One thing I’d add, and this is for the ego and spirit, and it’s one of my favorite quotes, “I’ve learned that people will forget what you said, people will forget what you did, but people will never forget how you made them feel.” ― Maya Angelou

Corey McCarren

Awesome quote, Joseph. Making employees feel supported and not managed is an important part of being a, well, manager. I have no problem working under people, and doing what I’m asked, but I’ve had previous employers who you’d think their job was to make me feel insignificant. Having faith in people to learn to do it correctly with friendly guidance and constructive criticism is a great way to make them feel supported. The best thing to do as a manager is to make everyone you’re working with feel like they’re part of your team, whether it’s for an hour or a year.

Andrew Krzmarzick

The antidote for the Superman Complex is still kryptonite (aka failure)! And there are people looking to put it in your path to knock or slow you down. Of course, it also just naturally happens, as you said, when we try to do too much.

But I’d say that most super peeps are best served by choosing to let go of their super powers before they have to confront kryptonite. It’ll make them more relatable and enable those around them to be much stronger in the end.

Steve Cottle

I really enjoyed this post and would agree with Esther that this is translatable across a whole slew of roles. When you develop a proficiency or expertise using a tool, it become very easy to that tool as the solution to every problem (“if all you have is a hammer, everything looks like a nail”) and have most confidence in your ability to determine right way to wield the tool. I think your list is a great way to help think through the situation and determine when/where/how to involve yourself.

Dory Dahlberg

What a relevant and timely post! I have recently been feeling the same Social Media Superman complex growing, but didn’t have a name for it. Now that I can identify it, I feel better equipped to address it head-on. Great help!

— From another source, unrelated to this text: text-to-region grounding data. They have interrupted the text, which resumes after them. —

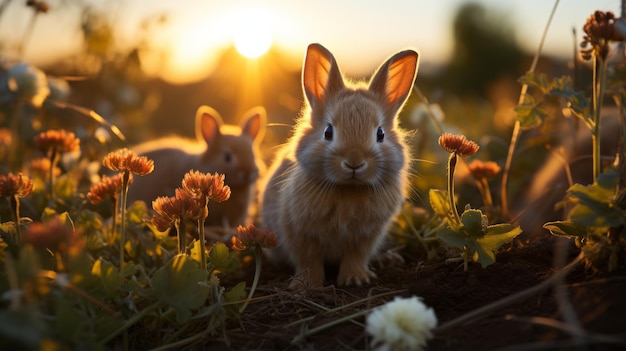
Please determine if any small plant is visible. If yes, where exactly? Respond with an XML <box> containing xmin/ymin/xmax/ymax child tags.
<box><xmin>542</xmin><ymin>10</ymin><xmax>626</xmax><ymax>272</ymax></box>
<box><xmin>430</xmin><ymin>133</ymin><xmax>522</xmax><ymax>270</ymax></box>
<box><xmin>102</xmin><ymin>148</ymin><xmax>154</xmax><ymax>281</ymax></box>
<box><xmin>231</xmin><ymin>224</ymin><xmax>278</xmax><ymax>313</ymax></box>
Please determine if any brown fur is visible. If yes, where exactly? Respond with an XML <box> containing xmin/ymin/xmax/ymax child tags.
<box><xmin>128</xmin><ymin>106</ymin><xmax>266</xmax><ymax>228</ymax></box>
<box><xmin>260</xmin><ymin>43</ymin><xmax>419</xmax><ymax>288</ymax></box>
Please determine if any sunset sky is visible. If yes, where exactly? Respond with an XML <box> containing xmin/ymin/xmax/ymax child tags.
<box><xmin>2</xmin><ymin>0</ymin><xmax>622</xmax><ymax>84</ymax></box>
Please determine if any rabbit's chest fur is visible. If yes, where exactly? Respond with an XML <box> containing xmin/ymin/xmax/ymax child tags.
<box><xmin>278</xmin><ymin>163</ymin><xmax>403</xmax><ymax>260</ymax></box>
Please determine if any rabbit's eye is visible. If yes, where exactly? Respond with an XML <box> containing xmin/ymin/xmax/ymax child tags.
<box><xmin>324</xmin><ymin>124</ymin><xmax>333</xmax><ymax>141</ymax></box>
<box><xmin>224</xmin><ymin>152</ymin><xmax>233</xmax><ymax>163</ymax></box>
<box><xmin>376</xmin><ymin>127</ymin><xmax>385</xmax><ymax>142</ymax></box>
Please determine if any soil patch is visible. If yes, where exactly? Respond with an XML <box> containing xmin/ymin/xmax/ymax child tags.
<box><xmin>212</xmin><ymin>236</ymin><xmax>626</xmax><ymax>350</ymax></box>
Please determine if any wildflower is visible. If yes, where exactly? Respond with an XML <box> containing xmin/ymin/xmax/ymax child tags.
<box><xmin>22</xmin><ymin>215</ymin><xmax>75</xmax><ymax>252</ymax></box>
<box><xmin>438</xmin><ymin>133</ymin><xmax>479</xmax><ymax>157</ymax></box>
<box><xmin>233</xmin><ymin>224</ymin><xmax>278</xmax><ymax>314</ymax></box>
<box><xmin>231</xmin><ymin>224</ymin><xmax>278</xmax><ymax>250</ymax></box>
<box><xmin>0</xmin><ymin>172</ymin><xmax>34</xmax><ymax>198</ymax></box>
<box><xmin>5</xmin><ymin>63</ymin><xmax>50</xmax><ymax>108</ymax></box>
<box><xmin>35</xmin><ymin>129</ymin><xmax>80</xmax><ymax>156</ymax></box>
<box><xmin>87</xmin><ymin>173</ymin><xmax>131</xmax><ymax>205</ymax></box>
<box><xmin>181</xmin><ymin>170</ymin><xmax>231</xmax><ymax>202</ymax></box>
<box><xmin>151</xmin><ymin>188</ymin><xmax>206</xmax><ymax>232</ymax></box>
<box><xmin>102</xmin><ymin>148</ymin><xmax>154</xmax><ymax>176</ymax></box>
<box><xmin>366</xmin><ymin>296</ymin><xmax>437</xmax><ymax>351</ymax></box>
<box><xmin>580</xmin><ymin>11</ymin><xmax>625</xmax><ymax>61</ymax></box>
<box><xmin>467</xmin><ymin>160</ymin><xmax>501</xmax><ymax>180</ymax></box>
<box><xmin>28</xmin><ymin>157</ymin><xmax>61</xmax><ymax>179</ymax></box>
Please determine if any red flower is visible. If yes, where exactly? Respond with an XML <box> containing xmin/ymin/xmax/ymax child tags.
<box><xmin>438</xmin><ymin>133</ymin><xmax>479</xmax><ymax>157</ymax></box>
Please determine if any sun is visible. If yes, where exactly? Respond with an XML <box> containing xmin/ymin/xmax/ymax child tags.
<box><xmin>232</xmin><ymin>8</ymin><xmax>273</xmax><ymax>59</ymax></box>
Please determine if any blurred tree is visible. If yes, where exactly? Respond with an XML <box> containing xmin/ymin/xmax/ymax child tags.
<box><xmin>438</xmin><ymin>2</ymin><xmax>527</xmax><ymax>98</ymax></box>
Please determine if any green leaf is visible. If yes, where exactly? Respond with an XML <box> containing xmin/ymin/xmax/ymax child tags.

Joseph, thanks for reminding us of that quote. Its one I referred to in my old days on the Help Desk. Back then I heard quite often, “thanks for not making me feel stupid.” People don’t remember that I fixed their issue or answered their question, but they do remember that I treated them with kindness and understanding.

Naveen Krishnamurthy

Great read, thanks for sharing! We have come across this with clients in our organization and the most difficult hurdle in going from education to transition has been finding the appropriate individual(s) to pick up the baton. To this effect we have noted that the personalities of our target transition candidates have sometimes been the best indicator of who is the appropriate person(s) to take on social media related responsibilities. Especially those around engagement and community management.

Steve Radick

Thanks for the kind words everyone – I didn’t realize this was strike such a chord with everyone! I’m glad to hear that I’m not the only one who has experienced this! @Laura – that’s how I started to – well, if I don’t help out here, they’re just going to mess it up so I’ll give them a few hours here and there to help out. Well, that turns into 10 or 15 hours and then they tell other project teams and then those turn into 10 or 15 hours and so on and so on. At some point, you just have to focus on what you can control or you’ll always be chasing perfection and you will never catch it.

Andrew Mullen Scott

Thanks for the great article, Steve! I’m a fanboy of Superman and the new social media guy at a $1B company. This is a good reminder to keep from becoming my own “Kryptonite.”